The Colorado Statutes provide that all road lighting beams shall be so aimed and of sufficient intensity to reveal a person or vehicle at a distance of at least one hundred feet aheaD. Colo. Rev.St., 1953, Ch. 13, Art. 4, Sec. 98(4)

 2

In Hedges v. Mitchell, 69 Colo. 285, 194 P. 620, 621, it was said:

"It is contended that some duty devolved upon plaintiff (a passenger on the rear seat of defendant's automobile) to warn and guide defendant as to his route of travel, his speed, etc., and that neglect to discharge that duty constituted such contributory negligence as to defeat recovery. If such be the law, the instructions given were ample.

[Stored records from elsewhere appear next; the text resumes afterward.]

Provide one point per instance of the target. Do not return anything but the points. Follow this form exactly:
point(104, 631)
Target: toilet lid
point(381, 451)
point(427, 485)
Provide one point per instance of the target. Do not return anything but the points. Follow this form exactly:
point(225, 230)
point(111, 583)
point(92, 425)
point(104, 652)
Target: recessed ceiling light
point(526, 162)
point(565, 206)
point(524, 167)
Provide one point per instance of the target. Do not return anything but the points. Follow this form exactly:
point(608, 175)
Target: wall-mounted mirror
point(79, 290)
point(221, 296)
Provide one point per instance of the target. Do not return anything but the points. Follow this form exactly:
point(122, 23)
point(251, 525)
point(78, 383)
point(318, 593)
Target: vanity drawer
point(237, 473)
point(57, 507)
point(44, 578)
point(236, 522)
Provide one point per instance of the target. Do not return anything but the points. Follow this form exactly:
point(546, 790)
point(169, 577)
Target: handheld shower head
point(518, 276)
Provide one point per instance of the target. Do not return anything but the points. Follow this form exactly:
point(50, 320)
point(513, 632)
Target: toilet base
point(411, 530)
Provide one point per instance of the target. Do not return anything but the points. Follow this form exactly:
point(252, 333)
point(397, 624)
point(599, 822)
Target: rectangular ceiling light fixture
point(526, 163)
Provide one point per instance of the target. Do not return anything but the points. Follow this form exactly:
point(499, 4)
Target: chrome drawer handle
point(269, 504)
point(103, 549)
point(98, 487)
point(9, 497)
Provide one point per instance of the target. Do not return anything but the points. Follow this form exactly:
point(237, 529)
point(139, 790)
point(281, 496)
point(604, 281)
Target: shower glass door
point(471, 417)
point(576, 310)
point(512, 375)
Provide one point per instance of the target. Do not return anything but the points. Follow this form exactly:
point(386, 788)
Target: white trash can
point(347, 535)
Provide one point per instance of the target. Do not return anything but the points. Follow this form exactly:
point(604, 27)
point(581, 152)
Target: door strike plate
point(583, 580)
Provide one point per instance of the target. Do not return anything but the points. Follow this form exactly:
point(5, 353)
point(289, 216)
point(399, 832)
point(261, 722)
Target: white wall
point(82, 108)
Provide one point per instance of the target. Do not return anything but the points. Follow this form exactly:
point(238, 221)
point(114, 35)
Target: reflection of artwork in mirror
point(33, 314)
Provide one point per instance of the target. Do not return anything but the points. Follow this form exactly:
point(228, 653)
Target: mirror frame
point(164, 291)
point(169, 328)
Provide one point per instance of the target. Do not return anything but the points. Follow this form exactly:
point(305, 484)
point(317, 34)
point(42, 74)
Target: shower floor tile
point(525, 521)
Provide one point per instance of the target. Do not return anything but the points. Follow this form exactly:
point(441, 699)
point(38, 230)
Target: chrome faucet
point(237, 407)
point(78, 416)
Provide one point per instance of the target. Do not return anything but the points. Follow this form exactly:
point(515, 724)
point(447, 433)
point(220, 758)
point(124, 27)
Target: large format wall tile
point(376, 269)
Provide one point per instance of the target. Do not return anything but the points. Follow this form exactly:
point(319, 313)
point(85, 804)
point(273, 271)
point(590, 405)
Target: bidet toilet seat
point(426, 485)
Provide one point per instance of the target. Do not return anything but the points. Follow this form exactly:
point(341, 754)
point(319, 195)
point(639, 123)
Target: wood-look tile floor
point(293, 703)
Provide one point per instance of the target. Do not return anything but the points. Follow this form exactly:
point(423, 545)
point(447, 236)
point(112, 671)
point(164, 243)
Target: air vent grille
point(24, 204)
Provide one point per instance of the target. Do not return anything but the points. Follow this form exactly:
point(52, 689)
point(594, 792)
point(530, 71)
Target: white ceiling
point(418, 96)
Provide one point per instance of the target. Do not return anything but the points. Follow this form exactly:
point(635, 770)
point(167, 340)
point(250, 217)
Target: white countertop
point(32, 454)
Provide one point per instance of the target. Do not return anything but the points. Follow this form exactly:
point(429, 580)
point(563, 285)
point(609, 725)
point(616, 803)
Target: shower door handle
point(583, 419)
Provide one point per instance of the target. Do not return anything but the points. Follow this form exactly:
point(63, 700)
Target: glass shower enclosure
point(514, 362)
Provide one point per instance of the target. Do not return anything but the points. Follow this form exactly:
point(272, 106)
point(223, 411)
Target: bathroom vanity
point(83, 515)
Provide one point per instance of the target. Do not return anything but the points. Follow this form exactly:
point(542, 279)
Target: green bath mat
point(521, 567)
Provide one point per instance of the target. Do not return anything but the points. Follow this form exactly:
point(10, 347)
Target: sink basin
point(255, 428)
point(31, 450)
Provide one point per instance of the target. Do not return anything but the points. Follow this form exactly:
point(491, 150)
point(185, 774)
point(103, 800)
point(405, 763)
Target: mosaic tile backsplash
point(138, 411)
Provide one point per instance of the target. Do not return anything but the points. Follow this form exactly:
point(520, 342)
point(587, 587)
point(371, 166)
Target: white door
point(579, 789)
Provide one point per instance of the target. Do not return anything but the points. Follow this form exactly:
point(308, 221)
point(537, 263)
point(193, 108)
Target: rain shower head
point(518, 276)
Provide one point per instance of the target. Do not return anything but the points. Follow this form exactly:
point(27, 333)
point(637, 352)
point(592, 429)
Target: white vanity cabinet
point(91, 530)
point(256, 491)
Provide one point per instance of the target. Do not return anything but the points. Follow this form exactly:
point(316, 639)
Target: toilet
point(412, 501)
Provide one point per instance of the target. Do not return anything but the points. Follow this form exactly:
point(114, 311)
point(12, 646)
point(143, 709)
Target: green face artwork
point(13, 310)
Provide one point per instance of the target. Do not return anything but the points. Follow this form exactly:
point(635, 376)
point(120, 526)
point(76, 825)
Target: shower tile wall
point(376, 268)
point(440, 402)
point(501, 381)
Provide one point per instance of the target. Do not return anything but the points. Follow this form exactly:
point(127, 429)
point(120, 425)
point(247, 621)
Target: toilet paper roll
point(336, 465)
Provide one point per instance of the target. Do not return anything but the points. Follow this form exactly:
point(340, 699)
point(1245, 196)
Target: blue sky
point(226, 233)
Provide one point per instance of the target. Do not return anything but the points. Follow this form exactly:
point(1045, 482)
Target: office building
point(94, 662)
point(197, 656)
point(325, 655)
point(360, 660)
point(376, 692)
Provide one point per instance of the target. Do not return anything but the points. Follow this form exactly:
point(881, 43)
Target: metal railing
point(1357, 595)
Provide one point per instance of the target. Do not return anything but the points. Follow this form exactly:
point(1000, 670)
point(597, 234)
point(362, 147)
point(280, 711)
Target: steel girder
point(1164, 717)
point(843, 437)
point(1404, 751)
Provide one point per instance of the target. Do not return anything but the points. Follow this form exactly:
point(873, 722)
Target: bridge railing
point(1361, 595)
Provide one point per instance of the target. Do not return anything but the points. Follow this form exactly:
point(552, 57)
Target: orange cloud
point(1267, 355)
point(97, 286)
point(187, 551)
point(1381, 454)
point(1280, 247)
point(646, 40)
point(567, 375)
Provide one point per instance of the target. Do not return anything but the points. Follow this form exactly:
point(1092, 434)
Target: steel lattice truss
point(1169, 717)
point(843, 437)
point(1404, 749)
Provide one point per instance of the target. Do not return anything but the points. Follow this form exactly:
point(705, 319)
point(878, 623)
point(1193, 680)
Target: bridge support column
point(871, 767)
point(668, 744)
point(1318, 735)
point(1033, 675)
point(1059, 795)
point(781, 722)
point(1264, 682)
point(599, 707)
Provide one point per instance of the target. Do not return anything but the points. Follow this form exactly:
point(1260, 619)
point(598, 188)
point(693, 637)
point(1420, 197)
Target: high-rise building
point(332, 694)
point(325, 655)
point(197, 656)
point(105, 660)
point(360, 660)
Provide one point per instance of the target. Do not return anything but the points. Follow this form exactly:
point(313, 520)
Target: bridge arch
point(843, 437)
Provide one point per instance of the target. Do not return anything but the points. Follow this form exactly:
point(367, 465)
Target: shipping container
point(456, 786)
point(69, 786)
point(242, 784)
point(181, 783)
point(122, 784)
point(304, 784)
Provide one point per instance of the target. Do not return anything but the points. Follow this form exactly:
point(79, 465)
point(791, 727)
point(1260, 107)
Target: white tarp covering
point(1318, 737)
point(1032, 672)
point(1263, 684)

But a duty to give such advice implies a duty to heed it, and the rear seat driver is responsible for enough accidents as the score stands without the aid of judicial precedent. The place for a passenger who knows better than the driver of a car when, where, and how it should be operated is at the wheel." See also Campion v. Eakle, supra.

 3

The court gave the following instruction:

"You are instructed that an unavoidable accident is such an occurrence as, under all the circumstances, could not have been foreseen, anticipated or avoided in the exercise of ordinary and reasonable care. And, of course, if you find that this collision in that sense was unavoidable in the sense I have given to recovery; that is, if it weren't due to anyone's negligence at all, but was unavoidable, why, then there could be no you."